HIV clinicians there, led by Martin Fisher of Brighton & Sussex University Hospitals NHS Trust, have placed a strong emphasis on expanding HIV testing in recent years. There have been numerous educational interventions for non-specialist clinicians, service innovations and research studies.

General practitioners have been trained to recognise the symptoms of primary HIV infection and are offered free HIV testing kits. Pilot projects have attempted to make HIV testing universal for new patients admitted to hospital and in primary care. A pilot has demonstrated the merit of automatic prompts for HIV testing when a ‘clinical indicator disease’ is recorded in the electronic patient record system.

Rapid testing has been in offered in community settings, such as gay bars, a gay sauna and Terrence Higgins Trust premises. A walk-in sexual health service has been opened next to Brighton station.

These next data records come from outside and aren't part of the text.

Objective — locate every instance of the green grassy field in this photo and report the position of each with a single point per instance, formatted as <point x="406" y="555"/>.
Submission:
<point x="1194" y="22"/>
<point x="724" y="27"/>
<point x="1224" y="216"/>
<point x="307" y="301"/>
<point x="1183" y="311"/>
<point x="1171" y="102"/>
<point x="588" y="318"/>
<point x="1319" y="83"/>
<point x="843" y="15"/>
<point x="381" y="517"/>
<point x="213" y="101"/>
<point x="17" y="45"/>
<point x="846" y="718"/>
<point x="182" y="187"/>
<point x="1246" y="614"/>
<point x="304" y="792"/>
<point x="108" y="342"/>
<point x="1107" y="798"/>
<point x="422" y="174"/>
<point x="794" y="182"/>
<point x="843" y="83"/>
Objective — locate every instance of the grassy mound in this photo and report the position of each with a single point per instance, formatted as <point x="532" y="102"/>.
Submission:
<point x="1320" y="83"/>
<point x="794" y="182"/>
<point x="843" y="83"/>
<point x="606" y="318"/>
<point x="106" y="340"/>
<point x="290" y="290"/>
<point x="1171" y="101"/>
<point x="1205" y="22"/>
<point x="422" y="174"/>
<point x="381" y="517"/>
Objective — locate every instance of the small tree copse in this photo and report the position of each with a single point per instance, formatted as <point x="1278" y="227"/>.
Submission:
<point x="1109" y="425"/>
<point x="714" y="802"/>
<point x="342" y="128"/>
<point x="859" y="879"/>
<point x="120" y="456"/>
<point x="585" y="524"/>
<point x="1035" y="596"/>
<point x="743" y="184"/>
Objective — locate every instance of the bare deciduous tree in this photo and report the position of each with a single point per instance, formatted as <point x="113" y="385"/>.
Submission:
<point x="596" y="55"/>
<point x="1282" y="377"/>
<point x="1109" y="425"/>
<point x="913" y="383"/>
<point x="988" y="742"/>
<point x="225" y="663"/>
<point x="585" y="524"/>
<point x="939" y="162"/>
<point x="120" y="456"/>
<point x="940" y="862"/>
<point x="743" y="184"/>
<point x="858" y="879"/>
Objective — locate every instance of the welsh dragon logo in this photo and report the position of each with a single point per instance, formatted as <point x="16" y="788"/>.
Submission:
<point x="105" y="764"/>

The data presented to the BASHH conference concern positive test results (rather than all tests conducted) in Brighton & Hove between 2000 and 2012. During that time, 1359 people have been diagnosed, predominantly men who have sex with men (72.9%) and people of white ethnicity (77.1%). Nonetheless, 15% of diagnoses have been in women.

In 2000, three-quarters of diagnoses were made in the ‘traditional’ settings of sexual health clinics, antenatal clinics and blood transfusion services. However, since 2010, a majority of diagnoses have been made elsewhere – in 2012, 57.8% were made in ‘non-traditional’ settings.

Diagnoses made by general practitioners have increased from 2.7 to 21.2% (p<0.001). Those made in community settings have risen from 0 to 12.9% (p<0.001).

Hospital outpatient diagnoses have increased to a lesser extent, and the proportion of diagnoses made in inpatient settings has actually dropped slightly. However, actual numbers of diagnoses were not shown, so it is possible that this is an artefact of increased diagnoses elsewhere.

Late diagnosis rates have gone down. In 2000, 52% of newly diagnosed people had a CD4 cell count below 350/cells3, with this dropping to 33% in 2012. The reduction in late diagnoses was most marked in the group of patients diagnosed through sexual health clinics.

The number of people diagnosed with recent infection (infection within the past year) has increased from 24.3 to 45.2% (p=0.005), as did the proportion testing with symptoms of seroconversion (16.7 to 55.3%, p=0.011). These improvements have been driven by testing in general practice, with GPs now being more aware of symptoms.

Clinicians also seem to be increasingly aware of the possibility of HIV infection in older people. The proportion of people over the age of 50 who are diagnosed outside of sexual health clinics has steadily increased from around half in 2000 to almost all in the last two years.

The researchers say that the city’s multiple HIV testing initiatives have been associated with changes in the settings of HIV diagnoses. Moreover, sexual health clinicians need to work with and support colleagues in primary care, secondary care and voluntary organisations in order to improve testing practices.

Reference

Mahendran P et al. Policies to increase HIV testing result in reduced late presentation and increased diagnosis on non-genitourinary medicine settings. BASHH Spring Conference, Bristol, abstract O12, 2013.